Rumour has it that today is election day. In the next few days some four hundred million European voters may cast their vote in, what is supposedly, the world’s largest transnational election feast.
Yet here is the snag. Most of us cannot be bothered. At least not in the Netherlands where the polls predict a turnout of only 30-36%. The European Parliament apparently lacks sex appeal. Few voters take it seriously. But what about political parties? Even if ‘Europe’ is only half as powerful as both its supporters and its fiercest critics claim it to be, would it not be worth investing some political capital in its parliament? After all, sexy or not, it still commands impressive powers. One would expect at least a few top dogs to be nominated: former ministers, important MPs. People like that.
Well, no. Not in the Netherlands anyway. This is one of the preliminary findings of a survey we recently carried out in close collaboration with the Montesquieu Institute. We compared the election lists of the major parties of 11 Member States (The Netherlands, Belgium, Luxembourg, Germany, Austria, France, the United Kingdom, Denmark, the Czech Republic, Spain and Portugal). We looked at the resumes of the top 4 of every list and added a score for each political office held. A former mayor of the city of Vienna, for example, got 100 points. A former prime minister got 700 points, a local councillor in a small town only 10. We then did the same for those elected to the European Parliament in 2004 and 2009.
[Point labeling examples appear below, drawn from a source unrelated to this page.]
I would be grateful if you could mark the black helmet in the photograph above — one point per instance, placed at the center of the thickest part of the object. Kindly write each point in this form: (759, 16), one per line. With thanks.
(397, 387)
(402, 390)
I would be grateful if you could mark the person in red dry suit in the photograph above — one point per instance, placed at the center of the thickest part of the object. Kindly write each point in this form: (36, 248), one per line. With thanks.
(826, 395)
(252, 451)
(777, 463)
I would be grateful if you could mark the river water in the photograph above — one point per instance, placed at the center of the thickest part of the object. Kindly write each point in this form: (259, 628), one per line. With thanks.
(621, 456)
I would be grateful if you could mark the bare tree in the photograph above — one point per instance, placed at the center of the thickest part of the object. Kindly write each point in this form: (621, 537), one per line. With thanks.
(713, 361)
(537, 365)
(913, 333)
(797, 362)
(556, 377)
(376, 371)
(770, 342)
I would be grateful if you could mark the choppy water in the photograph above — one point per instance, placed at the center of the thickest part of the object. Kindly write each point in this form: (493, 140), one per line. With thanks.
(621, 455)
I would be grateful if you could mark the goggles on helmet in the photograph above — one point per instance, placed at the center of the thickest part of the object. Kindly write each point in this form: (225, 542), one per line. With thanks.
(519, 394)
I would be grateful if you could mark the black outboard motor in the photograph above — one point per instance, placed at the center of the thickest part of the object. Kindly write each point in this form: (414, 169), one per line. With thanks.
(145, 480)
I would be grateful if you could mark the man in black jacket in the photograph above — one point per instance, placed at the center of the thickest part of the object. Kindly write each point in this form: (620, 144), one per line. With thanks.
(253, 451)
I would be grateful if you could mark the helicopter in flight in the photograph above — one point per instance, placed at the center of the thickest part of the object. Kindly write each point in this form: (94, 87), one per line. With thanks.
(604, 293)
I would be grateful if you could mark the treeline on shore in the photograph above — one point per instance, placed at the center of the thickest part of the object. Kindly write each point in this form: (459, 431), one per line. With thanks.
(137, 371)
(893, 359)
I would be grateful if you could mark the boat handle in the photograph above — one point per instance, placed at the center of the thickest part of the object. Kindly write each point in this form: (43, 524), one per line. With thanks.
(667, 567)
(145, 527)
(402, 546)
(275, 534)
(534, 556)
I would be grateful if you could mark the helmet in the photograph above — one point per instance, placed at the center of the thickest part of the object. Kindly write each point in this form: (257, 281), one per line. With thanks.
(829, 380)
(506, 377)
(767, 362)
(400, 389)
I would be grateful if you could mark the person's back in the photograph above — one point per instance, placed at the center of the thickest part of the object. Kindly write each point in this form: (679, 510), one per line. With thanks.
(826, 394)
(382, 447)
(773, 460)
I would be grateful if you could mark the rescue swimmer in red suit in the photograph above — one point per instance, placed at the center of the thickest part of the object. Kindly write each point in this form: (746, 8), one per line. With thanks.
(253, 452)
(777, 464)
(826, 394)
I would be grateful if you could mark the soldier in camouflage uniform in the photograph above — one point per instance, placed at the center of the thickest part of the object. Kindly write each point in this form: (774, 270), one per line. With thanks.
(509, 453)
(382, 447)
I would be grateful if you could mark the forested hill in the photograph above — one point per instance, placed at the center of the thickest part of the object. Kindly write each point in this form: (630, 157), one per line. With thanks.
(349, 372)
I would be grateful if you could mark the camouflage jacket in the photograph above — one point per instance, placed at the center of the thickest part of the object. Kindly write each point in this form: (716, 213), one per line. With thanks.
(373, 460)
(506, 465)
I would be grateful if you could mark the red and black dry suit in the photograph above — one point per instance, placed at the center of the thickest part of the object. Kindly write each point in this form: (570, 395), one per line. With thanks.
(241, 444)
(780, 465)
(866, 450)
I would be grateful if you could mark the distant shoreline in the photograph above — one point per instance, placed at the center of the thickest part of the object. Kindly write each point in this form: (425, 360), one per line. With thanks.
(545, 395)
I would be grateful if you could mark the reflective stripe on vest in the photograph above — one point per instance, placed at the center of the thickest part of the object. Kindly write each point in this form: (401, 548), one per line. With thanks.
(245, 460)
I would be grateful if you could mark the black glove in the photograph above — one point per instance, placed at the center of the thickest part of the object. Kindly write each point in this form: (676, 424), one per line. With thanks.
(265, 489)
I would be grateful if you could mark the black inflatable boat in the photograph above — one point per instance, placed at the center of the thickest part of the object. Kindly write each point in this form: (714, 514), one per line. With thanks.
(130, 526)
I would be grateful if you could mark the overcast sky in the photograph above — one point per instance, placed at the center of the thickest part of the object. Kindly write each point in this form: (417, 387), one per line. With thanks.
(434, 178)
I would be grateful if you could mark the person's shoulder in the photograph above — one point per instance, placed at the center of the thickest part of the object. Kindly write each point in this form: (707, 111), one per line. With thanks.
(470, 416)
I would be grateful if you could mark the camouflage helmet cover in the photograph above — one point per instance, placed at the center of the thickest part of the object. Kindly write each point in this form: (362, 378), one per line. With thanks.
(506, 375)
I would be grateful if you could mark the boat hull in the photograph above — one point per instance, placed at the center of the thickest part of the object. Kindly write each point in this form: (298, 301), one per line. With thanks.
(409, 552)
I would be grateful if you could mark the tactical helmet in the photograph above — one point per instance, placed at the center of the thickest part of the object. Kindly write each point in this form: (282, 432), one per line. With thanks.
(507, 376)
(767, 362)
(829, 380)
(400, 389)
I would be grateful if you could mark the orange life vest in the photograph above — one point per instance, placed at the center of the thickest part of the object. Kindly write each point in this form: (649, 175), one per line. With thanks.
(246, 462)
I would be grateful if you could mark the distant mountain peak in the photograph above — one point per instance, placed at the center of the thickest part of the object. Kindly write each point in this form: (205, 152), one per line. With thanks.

The result is astonishing. It turns out that the Dutch consistently send the ‘least important’ people to Brussels. Whether in 2004, 2009 or in the current elections, none of the serious candidates has a background as a cabinet minister. None of them was a mayor of a major city. The Belgians, by contrast, have a tradition of sending their former prime ministers to the European Parliament. Their lists include as many as eight former cabinet members. The same goes for the French. The German lists are more modest, but they too have their big shots. The Christian Democrats are headed by David McAllister, a former PM of Lower Saxony and only last year mentioned as a possible successor of Angela Merkel. Even Denmark, not exactly famous for its pro-European attitude, is sending two former ministers.
Now what does this tell us?
First of all that the political elite in countries such as Spain and Belgium is far more prepared to invest than we are. That may not be problematic if things are going great, but it certainly is in times of crisis. Still, are former ministers any better at ‘getting things done’ in Brussels? Maybe not. But then again, why would other countries nominate them? And why oh why do they usually occupy the top of any list in the general elections? And are they not, generally speaking, the ones that should be able to sell a hard policy? Something ‘Europe’ is desperately in need of these days? Neither the legitimacy of the Parliament itself, nor the practical interests of the Member States have anything to gain by sending a team of quasi reserves to Brussels. As David Cameron reminded us, only last week:
‘when you vote, you’re sending people to the European Parliament who will legislate on the regulation faced by British business and the bills paid by British taxpayers’. (…) When you think of voting, think of the competence of people that you’re going to send to Brussels or Strasbourg’.
It is a lesson, not only for the voters, but for the parties themselves as well.